If you convert the disk to Dynamic Disks (go to Disk Management in your System Management, right-click the disks and choose "Convert to Dynamic Disk"), you can then create a new "Spanned" volume. Windows will then join all of your disks together into one logical volume.
Note however that you get zero redundancy with this method of joining the disks, so if you lose one disk you lose the lot.
Normally, the way this is done is something like this:
1) RAID array with 1 or more redundant drives (so RAID 5 or 6) - allowing one or two drives to fail at once without data loss. Sometimes, this is done with RAID 10 which is effectively two arrays, you can lose more drives, but only if they're from different arrays. Given the rest of the scheme, 5 or 6 should be ok. It depends on the amount of data, costs, performance requirements, etc.
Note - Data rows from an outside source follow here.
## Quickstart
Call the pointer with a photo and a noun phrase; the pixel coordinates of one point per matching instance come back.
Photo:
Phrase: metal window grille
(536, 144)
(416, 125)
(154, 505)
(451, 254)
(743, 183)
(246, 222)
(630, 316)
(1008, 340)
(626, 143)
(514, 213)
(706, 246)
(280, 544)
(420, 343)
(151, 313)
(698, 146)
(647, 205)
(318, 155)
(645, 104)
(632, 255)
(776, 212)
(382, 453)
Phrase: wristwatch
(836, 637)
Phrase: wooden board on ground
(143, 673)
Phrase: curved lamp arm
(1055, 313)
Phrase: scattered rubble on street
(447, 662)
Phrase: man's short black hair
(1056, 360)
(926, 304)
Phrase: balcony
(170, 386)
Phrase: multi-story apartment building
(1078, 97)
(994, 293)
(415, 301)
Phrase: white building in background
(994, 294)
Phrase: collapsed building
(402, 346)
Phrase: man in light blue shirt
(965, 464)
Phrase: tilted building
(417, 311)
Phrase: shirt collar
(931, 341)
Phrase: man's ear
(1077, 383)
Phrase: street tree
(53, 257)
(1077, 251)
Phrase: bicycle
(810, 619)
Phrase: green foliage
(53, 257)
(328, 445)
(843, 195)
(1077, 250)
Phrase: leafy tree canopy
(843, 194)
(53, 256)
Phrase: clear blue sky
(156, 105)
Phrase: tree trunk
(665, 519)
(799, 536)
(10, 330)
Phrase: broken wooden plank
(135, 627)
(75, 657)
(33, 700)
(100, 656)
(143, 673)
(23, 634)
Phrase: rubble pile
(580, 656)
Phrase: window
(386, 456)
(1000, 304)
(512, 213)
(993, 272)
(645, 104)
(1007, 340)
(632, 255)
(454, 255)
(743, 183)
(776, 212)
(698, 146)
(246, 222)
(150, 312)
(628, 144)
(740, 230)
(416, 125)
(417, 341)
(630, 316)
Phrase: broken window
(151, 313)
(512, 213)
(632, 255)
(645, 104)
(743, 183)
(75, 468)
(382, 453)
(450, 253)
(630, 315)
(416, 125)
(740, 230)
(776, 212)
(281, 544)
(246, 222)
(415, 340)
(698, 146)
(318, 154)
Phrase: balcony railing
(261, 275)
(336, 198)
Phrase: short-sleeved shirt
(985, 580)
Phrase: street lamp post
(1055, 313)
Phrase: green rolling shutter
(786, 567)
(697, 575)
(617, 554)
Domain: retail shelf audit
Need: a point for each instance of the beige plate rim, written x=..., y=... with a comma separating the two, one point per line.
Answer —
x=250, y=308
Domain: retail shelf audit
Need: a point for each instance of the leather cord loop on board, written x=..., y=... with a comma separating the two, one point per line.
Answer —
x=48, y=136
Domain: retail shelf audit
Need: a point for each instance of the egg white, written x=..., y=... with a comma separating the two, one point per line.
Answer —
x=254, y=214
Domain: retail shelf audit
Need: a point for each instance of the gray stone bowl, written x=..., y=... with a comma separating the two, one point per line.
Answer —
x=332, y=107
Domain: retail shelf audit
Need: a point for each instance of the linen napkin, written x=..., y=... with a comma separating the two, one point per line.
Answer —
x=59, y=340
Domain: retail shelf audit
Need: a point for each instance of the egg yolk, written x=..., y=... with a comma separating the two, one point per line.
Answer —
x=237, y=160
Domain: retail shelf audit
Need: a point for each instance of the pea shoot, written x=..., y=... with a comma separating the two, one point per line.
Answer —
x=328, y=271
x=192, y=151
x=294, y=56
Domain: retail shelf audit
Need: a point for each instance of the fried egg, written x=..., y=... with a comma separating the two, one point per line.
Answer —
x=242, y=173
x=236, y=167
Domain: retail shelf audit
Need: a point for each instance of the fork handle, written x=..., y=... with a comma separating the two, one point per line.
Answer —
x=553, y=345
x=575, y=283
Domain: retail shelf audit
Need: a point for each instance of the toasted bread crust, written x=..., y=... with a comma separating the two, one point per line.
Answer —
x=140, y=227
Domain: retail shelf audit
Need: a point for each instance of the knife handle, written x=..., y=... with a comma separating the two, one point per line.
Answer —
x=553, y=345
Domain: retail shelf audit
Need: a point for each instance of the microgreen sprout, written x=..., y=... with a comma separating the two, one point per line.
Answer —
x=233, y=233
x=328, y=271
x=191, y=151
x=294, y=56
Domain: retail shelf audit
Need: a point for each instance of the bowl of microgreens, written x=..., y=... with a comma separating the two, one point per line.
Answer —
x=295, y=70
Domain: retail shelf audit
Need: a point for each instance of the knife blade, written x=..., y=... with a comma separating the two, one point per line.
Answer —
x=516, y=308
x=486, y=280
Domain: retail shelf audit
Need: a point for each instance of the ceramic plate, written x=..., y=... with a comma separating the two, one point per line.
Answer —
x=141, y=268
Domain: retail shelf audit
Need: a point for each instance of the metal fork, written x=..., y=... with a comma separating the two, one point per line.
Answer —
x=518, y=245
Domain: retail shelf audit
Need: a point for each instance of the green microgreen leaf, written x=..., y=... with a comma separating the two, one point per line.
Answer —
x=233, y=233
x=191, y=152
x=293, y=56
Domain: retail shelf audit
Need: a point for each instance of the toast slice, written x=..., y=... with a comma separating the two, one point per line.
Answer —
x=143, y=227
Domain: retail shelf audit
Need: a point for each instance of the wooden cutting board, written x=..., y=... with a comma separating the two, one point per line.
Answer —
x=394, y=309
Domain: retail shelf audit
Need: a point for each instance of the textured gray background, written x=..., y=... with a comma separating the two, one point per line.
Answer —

2) Offsite backup: Basically, take a full copy of the data and store it elsewhere.
Regarding theft, you need to allow for the data's security, so the offsite backup at least should use full disk encryption (if applicable).
Regarding your current setup (and the proposed one), do you need to allow for accidental deletes? You need to make sure removing a file won't automatically remove it from all your other copies. Same goes for file corruption.
If you use RAID 1 (i.e. mirroring), it should be possible to swap drives out and automatically sync the data, but personally, I wouldn't do this for the reasons above. What I'd do (and in fact do) is to use RAID 5 to aid in hardware failures, take a manual copy once a month which stays on site, and an encrypted copy once every 3 months which goes off site. If my data was super important, I'd likely go with RAID 10 rather than 5, but restore times aren't an issue for me.
Re: restore times. Having the entire array offsite on an encrypted drive is ok, but can you afford the downtime to restore it?
As for swapping drives, I use a case which holds the drives and has a slot in it which takes a SATA drive. Pop it in, do the backup, and hit the eject button. Done! SATA drives are handy like that as you can hot swap them.
Overall, I'd say your incremental backup approach, combined with RAID 5 and an offsite (maybe encrypted) would be good enough. But practice RAID skills on a virtual machine or similar, as if you need it, you may really need it.
Best Answer
Your best bet is really building an OpenSolaris box, ZFS really shines for this kind of application. You can build one Raid-Z array out of all your disks, ZFS will do CRC checks on all disk blocks for you, you can export the disks as SMB shares or NFS mounts or iSCSI blocks.
The built-in volume manager will let you take filesystem snapshots for backup purposes or to move them to another ZFS host, and if you have an SSD you can put it to good use for the ZFS intent log - meaning that suddenly all your data access will be as quick as the SSD.
This meets four out of your five requirements, and I wouldn't be surprised if you can manage somehow to make the thing sleep and wake up via WOL.